Stir in pak choi and tofu and cook another 3–4 minutes.
Remove from heat, whisk miso with a little hot liquid, and stir it in gently (don’t boil miso).
Serve topped with spring onions.
5. Overnight Oats or Chia Pudding
Serves: 4 Storage: Keeps 4 days in the fridge.
Ingredients (base):
Rolled oats – 160 g (40 g per serving) or chia seeds – 120 g (30 g per serving)

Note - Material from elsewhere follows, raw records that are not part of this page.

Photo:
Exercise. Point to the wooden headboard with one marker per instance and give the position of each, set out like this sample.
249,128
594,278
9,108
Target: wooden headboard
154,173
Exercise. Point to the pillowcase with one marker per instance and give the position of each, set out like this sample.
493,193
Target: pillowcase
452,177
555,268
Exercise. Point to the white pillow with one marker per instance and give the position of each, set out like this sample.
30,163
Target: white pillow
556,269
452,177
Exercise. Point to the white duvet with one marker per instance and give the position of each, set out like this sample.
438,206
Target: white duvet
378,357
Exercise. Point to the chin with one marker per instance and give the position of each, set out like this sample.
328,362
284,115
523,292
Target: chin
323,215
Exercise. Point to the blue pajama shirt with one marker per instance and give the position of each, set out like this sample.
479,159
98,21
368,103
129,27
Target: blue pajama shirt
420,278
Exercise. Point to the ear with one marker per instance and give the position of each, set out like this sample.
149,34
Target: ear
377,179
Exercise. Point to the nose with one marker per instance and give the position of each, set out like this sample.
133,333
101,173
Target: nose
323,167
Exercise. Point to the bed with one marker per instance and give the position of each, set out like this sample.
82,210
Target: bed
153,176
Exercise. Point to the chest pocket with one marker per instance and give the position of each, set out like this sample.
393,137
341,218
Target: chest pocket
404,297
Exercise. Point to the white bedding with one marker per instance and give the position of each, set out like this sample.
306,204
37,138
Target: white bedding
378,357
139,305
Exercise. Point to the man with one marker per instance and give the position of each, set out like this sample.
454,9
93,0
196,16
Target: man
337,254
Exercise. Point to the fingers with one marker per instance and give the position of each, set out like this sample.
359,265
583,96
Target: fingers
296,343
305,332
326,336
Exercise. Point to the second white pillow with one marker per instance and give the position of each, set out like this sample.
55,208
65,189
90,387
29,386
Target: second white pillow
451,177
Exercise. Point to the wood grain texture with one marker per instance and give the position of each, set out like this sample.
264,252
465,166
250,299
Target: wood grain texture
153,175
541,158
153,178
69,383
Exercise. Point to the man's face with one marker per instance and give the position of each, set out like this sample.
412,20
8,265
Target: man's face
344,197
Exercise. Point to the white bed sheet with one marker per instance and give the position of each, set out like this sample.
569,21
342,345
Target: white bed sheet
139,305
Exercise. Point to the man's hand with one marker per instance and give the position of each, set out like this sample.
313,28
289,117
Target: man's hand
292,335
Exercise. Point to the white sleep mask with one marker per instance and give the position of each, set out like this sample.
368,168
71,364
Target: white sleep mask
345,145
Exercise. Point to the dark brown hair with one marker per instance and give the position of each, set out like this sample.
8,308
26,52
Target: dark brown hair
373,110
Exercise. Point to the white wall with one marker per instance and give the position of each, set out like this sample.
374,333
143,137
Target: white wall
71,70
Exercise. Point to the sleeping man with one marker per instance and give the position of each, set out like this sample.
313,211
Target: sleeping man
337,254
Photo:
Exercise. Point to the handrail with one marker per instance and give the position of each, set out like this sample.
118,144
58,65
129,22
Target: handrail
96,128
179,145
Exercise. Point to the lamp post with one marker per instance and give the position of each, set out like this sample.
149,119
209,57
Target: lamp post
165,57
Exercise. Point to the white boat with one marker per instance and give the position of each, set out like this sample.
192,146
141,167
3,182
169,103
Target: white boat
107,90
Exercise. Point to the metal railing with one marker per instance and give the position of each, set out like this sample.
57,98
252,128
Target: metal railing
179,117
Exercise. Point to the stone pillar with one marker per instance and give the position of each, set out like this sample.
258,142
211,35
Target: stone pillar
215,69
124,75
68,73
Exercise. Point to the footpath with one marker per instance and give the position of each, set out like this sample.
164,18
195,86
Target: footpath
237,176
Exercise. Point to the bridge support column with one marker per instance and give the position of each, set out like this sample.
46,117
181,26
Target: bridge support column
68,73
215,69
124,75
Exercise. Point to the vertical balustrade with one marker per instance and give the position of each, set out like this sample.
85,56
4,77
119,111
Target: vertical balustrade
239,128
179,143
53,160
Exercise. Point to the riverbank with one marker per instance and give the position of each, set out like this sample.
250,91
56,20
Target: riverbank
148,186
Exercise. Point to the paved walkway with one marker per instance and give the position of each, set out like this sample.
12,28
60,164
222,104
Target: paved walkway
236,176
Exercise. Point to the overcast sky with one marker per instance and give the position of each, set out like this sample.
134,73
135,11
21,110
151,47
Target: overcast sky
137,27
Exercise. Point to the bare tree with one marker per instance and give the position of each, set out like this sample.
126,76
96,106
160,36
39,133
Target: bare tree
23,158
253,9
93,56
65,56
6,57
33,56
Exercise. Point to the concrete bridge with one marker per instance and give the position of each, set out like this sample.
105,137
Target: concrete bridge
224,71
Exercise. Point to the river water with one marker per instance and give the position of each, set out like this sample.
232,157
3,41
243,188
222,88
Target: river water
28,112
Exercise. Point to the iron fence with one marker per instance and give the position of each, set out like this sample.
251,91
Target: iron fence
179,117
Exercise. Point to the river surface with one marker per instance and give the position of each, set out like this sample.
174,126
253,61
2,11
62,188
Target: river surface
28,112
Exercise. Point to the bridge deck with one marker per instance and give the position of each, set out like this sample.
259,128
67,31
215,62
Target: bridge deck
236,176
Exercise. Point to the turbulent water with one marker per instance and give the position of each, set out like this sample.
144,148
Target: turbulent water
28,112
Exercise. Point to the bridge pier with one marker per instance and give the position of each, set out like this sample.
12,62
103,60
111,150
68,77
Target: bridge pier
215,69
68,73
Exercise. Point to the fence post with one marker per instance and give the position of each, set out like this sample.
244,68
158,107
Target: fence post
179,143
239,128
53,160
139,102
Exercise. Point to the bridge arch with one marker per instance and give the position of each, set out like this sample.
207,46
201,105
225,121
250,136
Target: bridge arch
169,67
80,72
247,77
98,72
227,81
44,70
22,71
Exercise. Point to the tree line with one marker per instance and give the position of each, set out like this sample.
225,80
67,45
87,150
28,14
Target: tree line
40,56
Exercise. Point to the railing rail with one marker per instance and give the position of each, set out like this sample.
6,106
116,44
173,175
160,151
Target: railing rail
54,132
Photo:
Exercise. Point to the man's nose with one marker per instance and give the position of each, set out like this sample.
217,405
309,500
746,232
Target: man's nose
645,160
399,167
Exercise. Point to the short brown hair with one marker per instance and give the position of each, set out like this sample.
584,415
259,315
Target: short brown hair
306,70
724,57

Milk or plant-based milk – 600 ml
Ground cinnamon – 1 tsp
Maple syrup or honey – 2 tbsp (optional)
Berries (fresh or frozen) – 200 g
Ground flaxseed – 2 tbsp (optional, for omega-3 and fibre)
Method:
In a large bowl or jar, mix oats (or chia), milk, cinnamon, and sweetener.
Stir in flaxseed and berries.
Refrigerate overnight (minimum 6 hours).
Serve cold, or warm gently in a pan with a splash of extra milk.
Batch cooking is about making healthy eating easier, not about perfection or rigid planning. Think of it as setting up your future self for success a way to nourish your body, calm your mind, and make space for what truly matters during the week.
Once you get into the rhythm, you’ll likely find that eating well becomes not just simpler, but more enjoyable.